Revirden çıktığımda koridor boyu ilerledim ve askerlerin kantinin yanındaki ankesörlü telefonu buldum. Kartla çalışıyordu, Kenan her ihtimale karşı bana bir kart vermişti. Bu durumları bildiği içindi sanırım. Kartı takıp abimin numarasını tuşladım telefon uzun uzun çalmasına rağmen açılmadı. Görevde olduğu zaman hep sessize alırdı. Bu sefer babamın numarasını aradım nefesimi tutarken. Telefon birkaç çalıştan sonra açıldı.

"Baba" dedim sesimi kısarak.

"Leyla sen misin? Ben Miray." Amcamın kızı olan Miray'ın sesini duyunca kaşlarım çatıldı.

"Benim Leyla. Babama verir misin telefonu Miray?" Sesim şimdi yüksek çıkarken oldukça da soğuktu.

"Amcam, babamla birlikte dışarı çıktı telefonu da evde unutmuş. Yengem de annemle birlikte kahve içiyor balkonda. Ben söyleyim bir şey diyeceksen." Miray'ın sesi normal gelirken başka çarem olmadığını düşünerek pes ettim.

"Bu gece askeriyede kalacağım yaralı bir asker geldi tedavisini yapıyorum. Sabah hastaneye sevk edince eve geleceğim. Telefon hatları gittiği için şebeke çekmiyor, bizimkilere söylersin." Kısaca durumu anlattığımda kapatmak için konuşmasını bekledim.

"Sen işine bak canım ben söylerim yengemle amcama."

Telefonu daha fazla dayanamayıp kapattım. Annemin telefonu bozulmuştu bu yüzden onu arayamıyordum. Babam da amcamla çıktığında eve erken gelmezdi. Kartı geri alıp revire doğru ilerledim. İçeriye girdiğimde diğer askerin de geldiğini gördüm.

"Durumu nasıl?" diye sordu.

"Sabah hastaneye sevk ederiz, kontrolleri yapılır ama şu an herhangi bir sorun yok.

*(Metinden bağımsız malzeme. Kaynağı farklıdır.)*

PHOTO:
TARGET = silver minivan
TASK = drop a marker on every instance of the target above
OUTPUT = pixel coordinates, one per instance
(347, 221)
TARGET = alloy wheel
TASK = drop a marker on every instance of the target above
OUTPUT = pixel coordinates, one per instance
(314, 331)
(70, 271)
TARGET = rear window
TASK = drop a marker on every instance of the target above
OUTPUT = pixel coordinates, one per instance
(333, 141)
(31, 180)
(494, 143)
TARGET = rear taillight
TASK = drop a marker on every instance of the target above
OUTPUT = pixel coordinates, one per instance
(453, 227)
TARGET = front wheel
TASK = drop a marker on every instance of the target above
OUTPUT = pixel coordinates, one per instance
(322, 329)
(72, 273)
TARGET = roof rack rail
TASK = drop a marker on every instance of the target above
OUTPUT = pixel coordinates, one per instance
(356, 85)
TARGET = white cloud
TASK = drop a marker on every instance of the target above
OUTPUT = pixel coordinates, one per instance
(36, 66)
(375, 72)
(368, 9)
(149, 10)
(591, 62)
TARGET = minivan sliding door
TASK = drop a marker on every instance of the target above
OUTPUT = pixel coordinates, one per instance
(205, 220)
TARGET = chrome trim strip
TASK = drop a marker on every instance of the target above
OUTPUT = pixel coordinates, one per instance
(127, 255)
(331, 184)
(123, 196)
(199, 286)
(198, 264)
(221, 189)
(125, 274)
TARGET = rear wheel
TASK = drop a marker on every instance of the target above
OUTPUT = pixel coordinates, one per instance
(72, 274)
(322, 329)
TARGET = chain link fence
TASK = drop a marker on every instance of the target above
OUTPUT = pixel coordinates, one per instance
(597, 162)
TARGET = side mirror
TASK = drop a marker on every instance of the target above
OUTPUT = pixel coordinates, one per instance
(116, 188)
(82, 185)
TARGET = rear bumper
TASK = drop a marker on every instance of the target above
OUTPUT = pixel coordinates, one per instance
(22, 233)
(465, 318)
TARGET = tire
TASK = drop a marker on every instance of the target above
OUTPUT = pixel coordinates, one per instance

Verdiğimiz kanla sabaha kadar toparlanmış olur. O yarayı açmak o kadar kolay değil, gördüğüm kadarıyla ana damarlar zarar görmemiş ki bu iyiye işaret." Hastanede kontrolleri yapıldıktan sonra istirahat verilirdi büyük ihtimalle.

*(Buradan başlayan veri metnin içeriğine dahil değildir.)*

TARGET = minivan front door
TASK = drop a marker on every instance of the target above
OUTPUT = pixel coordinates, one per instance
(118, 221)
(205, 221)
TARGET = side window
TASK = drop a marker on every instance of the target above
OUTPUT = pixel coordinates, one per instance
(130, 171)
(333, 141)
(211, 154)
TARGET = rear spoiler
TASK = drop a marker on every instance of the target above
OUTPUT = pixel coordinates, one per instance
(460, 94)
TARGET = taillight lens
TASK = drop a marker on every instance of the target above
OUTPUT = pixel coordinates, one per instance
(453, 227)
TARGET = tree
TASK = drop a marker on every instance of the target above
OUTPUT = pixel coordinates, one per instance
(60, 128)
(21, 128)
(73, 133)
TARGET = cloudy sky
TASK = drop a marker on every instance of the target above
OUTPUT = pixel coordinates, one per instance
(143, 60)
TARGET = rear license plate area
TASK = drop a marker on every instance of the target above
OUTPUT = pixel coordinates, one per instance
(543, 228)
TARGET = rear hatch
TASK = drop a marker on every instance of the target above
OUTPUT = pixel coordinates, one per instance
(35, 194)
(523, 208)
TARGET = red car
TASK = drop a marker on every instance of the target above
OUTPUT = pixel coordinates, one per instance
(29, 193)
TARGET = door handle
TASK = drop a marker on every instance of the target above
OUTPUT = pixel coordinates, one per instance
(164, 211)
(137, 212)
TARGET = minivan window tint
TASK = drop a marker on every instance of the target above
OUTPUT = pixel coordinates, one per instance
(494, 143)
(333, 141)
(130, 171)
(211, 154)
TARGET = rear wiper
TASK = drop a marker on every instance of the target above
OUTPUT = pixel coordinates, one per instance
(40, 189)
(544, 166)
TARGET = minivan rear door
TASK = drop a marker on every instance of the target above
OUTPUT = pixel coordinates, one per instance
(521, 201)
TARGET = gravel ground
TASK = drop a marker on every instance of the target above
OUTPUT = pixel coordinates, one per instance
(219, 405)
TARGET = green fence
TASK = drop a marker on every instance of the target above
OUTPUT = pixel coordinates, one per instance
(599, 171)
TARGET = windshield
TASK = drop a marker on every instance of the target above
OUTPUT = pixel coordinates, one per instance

"Köylere öğrenci götüren servislerden birisi çamura batmış. Yardım istediklerinde yağmur bu kadar şiddetli değildi ama biz oraya vardığımızda fırtına çıkmıştı. Servis yana yatmak üzereydi. Çamurdan çıkartmak için insanüstü güç gerekiyordu. Çocukları servisten dışarıya çıkaramıyorduk çünkü dışarıda ki rüzgar bizi bile alıp götürecekti az kalsın. Yaralı olmasına rağmen dizine kadar çamurun içine girip servisi çıkarttı. Bütün gücümüzü kullandığımızda servis bir saatin sonunda çıkmıştı ama o yağmurun altında fark etmediğimiz şey dikişleri açılsa bile sesini çıkartmadan devam ettiğiydi. Omuzundan akan kan yağmura karışıp gidiyordu. Yağmur ve sis karışınca uzayan yolda buraya gelene kadar bilincini açık tuttu ama kapıdan girince dayanamadı daha fazla." Gözlerinde gördüğüm gurur, minnettarlık öyle büyüktü ki benim bile içime işlemişti.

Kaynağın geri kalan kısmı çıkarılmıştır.